PUBLISHER DROPS BESTSELLING AUTHOR INDICTED FOR MURDERS
“I’ll sue,” he growled when he looked up. “I want to talk to my agent. Now!”
“You’re not exactly in a position to be making demands,” Sampson said.
“They can’t do this! I’ve done nothing wrong!”
York said, “Your new publishers say they can, Thomas. There was a morality clause in the deal memo governing your next book. They’re exercising it, and they say you now owe them the four-million-dollar signing bonus they gave you.”
“Not a chance! I will sue. I didn’t do this! I am not the Family Man, Lindy!” he shouted. He winced and glanced at me. “Volkov. Find Volkov, Cross, and you’ll know I was framed.”
“We did find him,” I said. “Or NYPD did. He was one of three shooters who gunned down Frances Duchaine and her two bodyguards last night. Officers on the scene returned fire, killing two and wounding the third.”
“Volkov?” he said.
“Shot multiple times.”
“Tell me he’s alive.”
Sampson said, “Your alibi’s in a medically induced coma, hanging on by a thread.”
The writer gaped at us for several moments as if suddenly overwhelmed by this newest twist in his predicament.
He shook his head, said, “I couldn’t make this shit up if I tried.”
CHAPTER 94
ON MONDAY AFTERNOON, BREE climbed out of a taxi in front of NYU Medical Center. She’d slept fitfully at Phillip Henry Luster’s place but had felt well enough that morning to go to Salazar’s precinct and make a detailed statement about the previous evening’s events to the detectives there, including Rosella’s partner, Simon Thompson.

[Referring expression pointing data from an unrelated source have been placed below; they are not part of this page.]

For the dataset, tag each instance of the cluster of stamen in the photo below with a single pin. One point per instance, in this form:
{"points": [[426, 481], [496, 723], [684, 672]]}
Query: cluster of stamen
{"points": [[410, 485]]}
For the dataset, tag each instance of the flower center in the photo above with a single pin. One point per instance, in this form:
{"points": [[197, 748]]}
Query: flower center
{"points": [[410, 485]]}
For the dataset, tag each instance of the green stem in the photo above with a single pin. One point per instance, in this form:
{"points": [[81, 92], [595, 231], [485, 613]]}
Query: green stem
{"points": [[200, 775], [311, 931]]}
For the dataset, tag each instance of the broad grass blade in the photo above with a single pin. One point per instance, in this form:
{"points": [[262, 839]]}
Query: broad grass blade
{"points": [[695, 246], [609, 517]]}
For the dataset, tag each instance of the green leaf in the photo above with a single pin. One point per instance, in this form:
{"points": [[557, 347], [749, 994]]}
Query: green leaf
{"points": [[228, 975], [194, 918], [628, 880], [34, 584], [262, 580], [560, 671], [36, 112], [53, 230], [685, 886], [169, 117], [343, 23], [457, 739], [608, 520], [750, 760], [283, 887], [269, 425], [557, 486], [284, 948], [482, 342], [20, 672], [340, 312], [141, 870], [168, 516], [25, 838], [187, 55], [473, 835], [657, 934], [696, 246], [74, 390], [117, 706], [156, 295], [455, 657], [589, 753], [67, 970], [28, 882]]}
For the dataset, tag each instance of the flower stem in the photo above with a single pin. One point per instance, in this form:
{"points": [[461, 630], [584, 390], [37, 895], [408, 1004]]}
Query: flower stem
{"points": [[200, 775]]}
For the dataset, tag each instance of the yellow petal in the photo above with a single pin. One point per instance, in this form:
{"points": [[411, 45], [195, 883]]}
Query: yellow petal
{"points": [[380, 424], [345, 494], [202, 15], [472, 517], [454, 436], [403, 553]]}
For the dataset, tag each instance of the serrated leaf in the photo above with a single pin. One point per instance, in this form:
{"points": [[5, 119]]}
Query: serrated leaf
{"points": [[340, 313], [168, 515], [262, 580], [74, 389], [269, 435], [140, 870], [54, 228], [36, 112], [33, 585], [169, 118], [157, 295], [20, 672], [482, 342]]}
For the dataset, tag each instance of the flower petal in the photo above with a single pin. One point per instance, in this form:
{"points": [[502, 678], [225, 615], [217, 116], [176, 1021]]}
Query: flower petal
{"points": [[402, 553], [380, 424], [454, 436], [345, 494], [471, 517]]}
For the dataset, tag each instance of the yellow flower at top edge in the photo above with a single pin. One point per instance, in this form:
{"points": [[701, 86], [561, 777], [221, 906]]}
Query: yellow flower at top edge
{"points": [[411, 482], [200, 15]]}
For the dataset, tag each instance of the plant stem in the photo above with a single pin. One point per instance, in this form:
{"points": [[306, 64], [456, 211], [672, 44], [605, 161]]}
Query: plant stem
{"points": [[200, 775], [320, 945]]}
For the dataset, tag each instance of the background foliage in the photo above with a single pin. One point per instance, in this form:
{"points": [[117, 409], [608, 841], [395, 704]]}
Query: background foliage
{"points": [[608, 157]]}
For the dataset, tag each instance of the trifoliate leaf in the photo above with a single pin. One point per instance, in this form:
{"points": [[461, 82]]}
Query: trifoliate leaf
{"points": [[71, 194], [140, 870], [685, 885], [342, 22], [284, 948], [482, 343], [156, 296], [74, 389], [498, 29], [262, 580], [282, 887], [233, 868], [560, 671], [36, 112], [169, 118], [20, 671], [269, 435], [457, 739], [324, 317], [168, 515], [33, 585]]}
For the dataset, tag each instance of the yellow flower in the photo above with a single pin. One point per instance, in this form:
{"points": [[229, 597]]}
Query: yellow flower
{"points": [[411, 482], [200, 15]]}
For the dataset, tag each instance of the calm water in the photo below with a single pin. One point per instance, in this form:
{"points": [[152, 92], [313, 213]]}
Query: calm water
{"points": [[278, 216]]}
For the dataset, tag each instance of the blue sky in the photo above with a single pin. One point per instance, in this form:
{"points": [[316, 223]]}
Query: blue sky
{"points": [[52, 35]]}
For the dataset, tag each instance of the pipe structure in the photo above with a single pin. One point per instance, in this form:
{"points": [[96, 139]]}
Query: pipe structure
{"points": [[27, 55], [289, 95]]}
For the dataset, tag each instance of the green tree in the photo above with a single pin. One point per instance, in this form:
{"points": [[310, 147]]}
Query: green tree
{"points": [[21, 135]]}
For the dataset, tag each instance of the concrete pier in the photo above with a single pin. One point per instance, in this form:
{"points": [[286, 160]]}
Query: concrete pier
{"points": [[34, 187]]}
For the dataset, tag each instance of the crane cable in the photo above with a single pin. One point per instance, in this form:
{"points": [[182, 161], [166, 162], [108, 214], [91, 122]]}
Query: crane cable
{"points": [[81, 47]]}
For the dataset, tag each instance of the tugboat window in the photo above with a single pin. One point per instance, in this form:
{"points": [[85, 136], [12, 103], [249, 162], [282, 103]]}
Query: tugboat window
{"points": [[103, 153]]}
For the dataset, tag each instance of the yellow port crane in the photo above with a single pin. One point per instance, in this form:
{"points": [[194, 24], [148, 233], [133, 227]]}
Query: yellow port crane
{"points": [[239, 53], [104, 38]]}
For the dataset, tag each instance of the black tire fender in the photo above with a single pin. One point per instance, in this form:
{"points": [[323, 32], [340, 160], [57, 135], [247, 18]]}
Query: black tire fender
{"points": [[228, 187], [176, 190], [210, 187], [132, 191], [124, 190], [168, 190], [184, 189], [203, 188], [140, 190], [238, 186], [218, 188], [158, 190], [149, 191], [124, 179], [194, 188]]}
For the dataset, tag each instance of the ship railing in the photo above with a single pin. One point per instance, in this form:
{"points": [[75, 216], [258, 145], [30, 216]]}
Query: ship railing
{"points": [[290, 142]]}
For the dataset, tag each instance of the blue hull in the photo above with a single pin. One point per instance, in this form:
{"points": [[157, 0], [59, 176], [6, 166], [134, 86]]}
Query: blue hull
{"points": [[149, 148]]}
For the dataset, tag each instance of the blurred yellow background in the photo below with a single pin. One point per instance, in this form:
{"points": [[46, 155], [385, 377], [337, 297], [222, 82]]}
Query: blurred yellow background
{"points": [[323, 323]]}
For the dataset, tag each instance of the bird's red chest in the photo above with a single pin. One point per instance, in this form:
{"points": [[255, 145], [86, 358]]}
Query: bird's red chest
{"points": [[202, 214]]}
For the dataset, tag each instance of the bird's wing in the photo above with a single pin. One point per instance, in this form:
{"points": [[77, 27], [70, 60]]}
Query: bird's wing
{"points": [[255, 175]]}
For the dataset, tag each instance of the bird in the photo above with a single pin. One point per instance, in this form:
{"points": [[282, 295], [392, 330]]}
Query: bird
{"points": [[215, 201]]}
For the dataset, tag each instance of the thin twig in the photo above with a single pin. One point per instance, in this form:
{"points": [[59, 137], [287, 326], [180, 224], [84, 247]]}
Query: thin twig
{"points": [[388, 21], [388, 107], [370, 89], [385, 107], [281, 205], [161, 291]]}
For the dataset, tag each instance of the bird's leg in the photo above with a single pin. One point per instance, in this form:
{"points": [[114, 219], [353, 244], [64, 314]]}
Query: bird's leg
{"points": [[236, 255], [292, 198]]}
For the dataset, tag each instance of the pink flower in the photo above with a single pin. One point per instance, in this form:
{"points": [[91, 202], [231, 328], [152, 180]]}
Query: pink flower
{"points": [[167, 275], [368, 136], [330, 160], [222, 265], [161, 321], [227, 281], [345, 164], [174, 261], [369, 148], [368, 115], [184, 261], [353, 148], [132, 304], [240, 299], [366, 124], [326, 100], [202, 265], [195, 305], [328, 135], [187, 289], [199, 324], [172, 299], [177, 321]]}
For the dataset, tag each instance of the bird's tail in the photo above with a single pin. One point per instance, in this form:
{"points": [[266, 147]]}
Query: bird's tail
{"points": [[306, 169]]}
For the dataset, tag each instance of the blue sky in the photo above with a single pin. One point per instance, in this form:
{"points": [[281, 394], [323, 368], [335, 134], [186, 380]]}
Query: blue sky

Thompson, who’d been cold to her before, had taken her aside and thanked her for saving Salazar’s life. Bree was still feeling good about that when she exited the elevator on the maternity ward and asked the nurses where she could find Rosella.
Room 302, she was told. “She’s having a party in there,” the nurse said.
Bree went to room 302 and found Salazar in bed, an IV in her arm and a newborn in a pink blanket on her lap. She was surrounded by family: her four-year-old daughter, her husband, her sister, her mother, and two men who turned out to be the detective’s brothers.
They were all bantering in Spanish when Bree knocked on the open door.